Clooney: ‘We Cannot Be Told We Can’t See Something by Kim Jong-Un, of All F***ing People’

AP Photo/Joel Ryan
AP Photo/Joel Ryan

In an extensive interview with Deadline Hollywood, George Clooney revealed that “a large number of people” in Hollywood refused to sign his simple petition of support for Sony in the wake of the cyber attacks that have crippled the film studio.

“Here’s the brilliant thing they (the hackers) did,” Clooney told Deadline’s Mike Fleming Jr. “You embarrass them (Sony) first, so that no one gets on your side. After the Obama joke, no one was going to get on the side of Amy (Pascal, Sony co-chairman), and so suddenly, everyone ran for the hills.”

Clooney directed blame for the studio’s crises at the news media, whom he said “abdicated its real duty.”

“They played the fiddle while Rome burned,” Clooney said. “There was a real story going on. With just a little bit of work, you could have found out that it wasn’t just probably North Korea; it was North Korea… This affects not just movies, this affects every part of business that we have.”

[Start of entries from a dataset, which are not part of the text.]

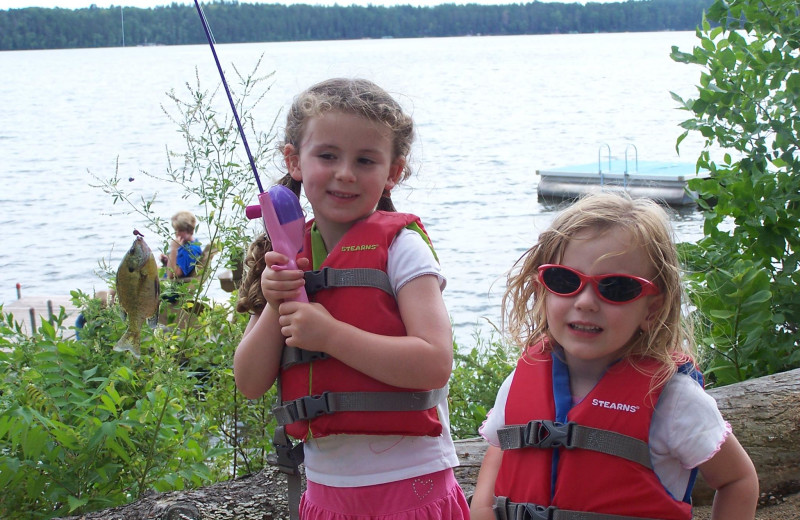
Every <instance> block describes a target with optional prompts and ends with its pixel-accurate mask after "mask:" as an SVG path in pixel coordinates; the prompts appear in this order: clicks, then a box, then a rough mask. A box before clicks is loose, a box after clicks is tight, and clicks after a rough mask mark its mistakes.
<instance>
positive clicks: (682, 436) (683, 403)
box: [650, 373, 730, 469]
mask: <svg viewBox="0 0 800 520" xmlns="http://www.w3.org/2000/svg"><path fill="white" fill-rule="evenodd" d="M729 433H730V425H729V424H728V423H726V422H725V420H724V419H723V418H722V414H721V413H719V408H717V402H716V401H715V400H714V398H713V397H711V396H710V395H709V394H708V393H706V391H705V390H704V389H703V388H702V387H701V386H700V385H699V384H698V383H697V382H696V381H695V380H694V379H692V378H691V377H690V376H688V375H686V374H680V373H679V374H676V375H675V376H674V377H673V378H672V379H671V380H670V381H669V382H668V383H667V385H666V386H665V387H664V390H663V391H662V392H661V397H660V398H659V400H658V404H657V406H656V413H655V415H654V417H653V423H652V426H651V433H650V440H651V442H653V443H654V444H656V445H658V446H659V447H660V448H661V449H663V450H664V451H665V452H666V453H669V454H670V455H671V456H672V457H674V458H675V459H677V460H679V461H680V463H681V465H682V466H683V467H684V468H686V469H690V468H695V467H697V466H699V465H700V464H702V463H703V462H705V461H707V460H708V459H710V458H711V457H712V456H714V454H715V453H716V452H717V451H719V449H720V447H721V446H722V443H723V442H725V438H726V437H727V436H728V434H729Z"/></svg>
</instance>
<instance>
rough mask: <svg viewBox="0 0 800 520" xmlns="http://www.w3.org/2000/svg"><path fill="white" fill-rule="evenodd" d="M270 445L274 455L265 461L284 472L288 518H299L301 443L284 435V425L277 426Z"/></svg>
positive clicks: (303, 459)
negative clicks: (287, 487) (287, 493)
mask: <svg viewBox="0 0 800 520" xmlns="http://www.w3.org/2000/svg"><path fill="white" fill-rule="evenodd" d="M272 445H273V446H274V447H275V455H272V454H270V455H269V456H268V457H267V462H268V463H269V464H270V465H271V466H277V467H278V471H280V472H281V473H284V474H286V482H287V484H288V488H289V496H288V505H289V518H290V520H299V518H300V496H301V494H302V493H301V492H302V489H301V487H302V486H301V484H302V483H301V477H300V464H302V463H303V460H304V459H305V453H304V452H303V443H302V442H298V443H297V444H295V445H292V440H291V439H290V438H289V436H288V435H286V431H285V429H284V427H283V426H278V427H277V428H275V433H274V434H273V435H272Z"/></svg>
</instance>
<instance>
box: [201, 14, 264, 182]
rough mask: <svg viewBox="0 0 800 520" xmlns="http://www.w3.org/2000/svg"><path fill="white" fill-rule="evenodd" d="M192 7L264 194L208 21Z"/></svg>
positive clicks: (234, 118) (205, 16) (246, 137)
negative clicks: (206, 44) (200, 24)
mask: <svg viewBox="0 0 800 520" xmlns="http://www.w3.org/2000/svg"><path fill="white" fill-rule="evenodd" d="M194 5H195V7H196V8H197V14H199V15H200V21H201V22H203V30H204V31H205V32H206V38H207V39H208V45H209V46H210V47H211V53H212V54H213V55H214V62H215V63H216V64H217V70H218V71H219V77H220V78H222V85H223V86H224V87H225V93H226V94H227V95H228V102H229V103H230V104H231V110H233V117H234V119H236V126H237V127H238V128H239V135H240V136H241V137H242V143H244V149H245V150H246V151H247V158H248V159H249V160H250V167H251V168H252V169H253V175H254V176H255V178H256V184H257V185H258V191H259V193H264V188H263V187H262V186H261V179H260V178H259V176H258V170H257V169H256V163H255V161H254V160H253V154H252V153H250V145H248V144H247V137H245V135H244V128H242V122H241V121H239V113H238V112H236V105H235V104H234V102H233V97H232V96H231V90H230V88H228V82H227V81H225V73H224V72H222V65H220V64H219V58H218V57H217V49H216V48H215V47H214V37H213V36H212V35H211V29H210V28H209V27H208V21H207V20H206V15H205V14H204V13H203V9H202V8H201V7H200V2H199V1H198V0H194Z"/></svg>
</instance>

“Sony didn’t pull the movie because they were scared,” Clooney continued. “They pulled the movie because all the theaters said they were not going to run it.”

As for his petition, which he reportedly circulated with the help of his agent Bryan Lourd, Clooney told Deadline “it was sent to basically the heads of every place,” but no one wanted anything to do with it.

“All that it is basically saying is, we’re not going to give in to a ransom,” Clooney explained of the petition. “As we watched one group be completely vilified, nobody stood up. Nobody took that stand. Now, I say this is a situation we are going to have to come to terms with, a new paradigm and a new way of handling our business. Because this could happen to an electric company, a car company, a newsroom. It could happen to anybody.”

When asked what the consequences of the cyber attack and Sony’s cancellation of The Interview meant for another of Sony’s projects, a film about outspoken Vladimir Putin critic Alexander Litvinenko, Clooney said it would have a “chilling effect.”

“The truth is, you’re going to have a much harder time finding distribution now,” Clooney said. “And that’s a chilling effect. We should be in the position right now of going on offense with this. I just talked to Amy an hour ago. She wants to put that movie out. What do I do? My partner Grant Heslov and I had the conversation with her this morning. Bryan and I had the conversation with her last night.”

“Stick it online,” Clooney suggested. “Do whatever you can to get this movie out. Not because everybody has to see the movie, but because I’m not going to be told we can’t see the movie. That’s the most important part. We cannot be told [we] can’t see something by Kim Jong-Un, of all f***ing people.”